10 weeks until the Iowa caucuses and hardly any campaign ads from the presidential candidates.

It's a far cry from the months leading up to the 2008 caucuses when it seemed campaign ads dominated the airwaves. That will change possibly as soon as Tuesday with commercials featuring Texas Governor Rick Perry and radio ads featuring GOP candidate Herman Cain.

We've seen the candidates criss-cross Iowa, wooing potential caucus goers. What we haven't seen much of so far are paid commercials on TV and radio across the state.

"Most of these candidates have very limited resources. For them, they have to figure out how they want to do this. They can't control who watches TV and when, so they have to be very strategic about how they target their advertising," said UNI Associate Professor of Political Science Chris Larimer.

An informal survey shows broadcast television spending in the market is 80% less through September than it was through that time 4 years ago. On radio, some stations have seen half the amount of advertising by presidential candidates. Others haven't seen the first ad yet.

Larimer says the nature of the campaign has precluded advertising.

"Part of it is they're getting a lot of free advertising with the debates because we've had so many debates. That's one way for the candidates to get their names out there," said Larimer.

But maybe more importantly, in a long, roller coaster campaign, the message is the issue.
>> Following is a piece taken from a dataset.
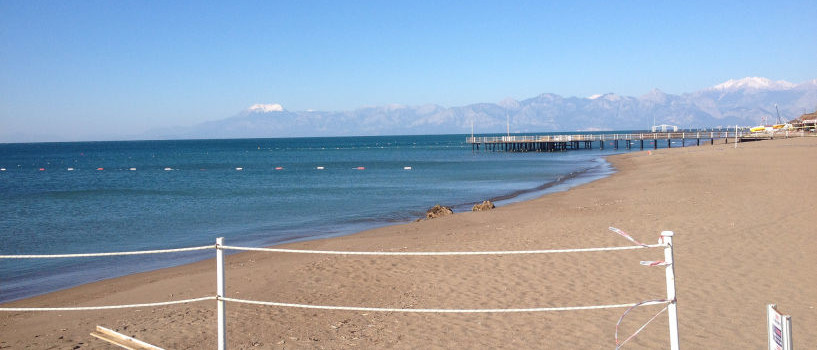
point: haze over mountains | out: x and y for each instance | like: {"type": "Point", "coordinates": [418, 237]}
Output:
{"type": "Point", "coordinates": [735, 102]}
"Within Iowa, it's well known you have a very socially conservative bloc of voters who are very active come caucus-time and there are more independent Republicans in the state so if you're a candidate, you have to figure out which group of voters you want to target," said Larimer.

Larimer also says another reason for fewer ads is that so far, the candidates have held off on going negative, a popular tactic in campaign commercials.

Of course, Barack Obama doesn't have to worry about campaigning in the caucus this year.

It's expected in 2012 his campaign will focus on Iowa - and will advertise here - because it will be considered a swing state.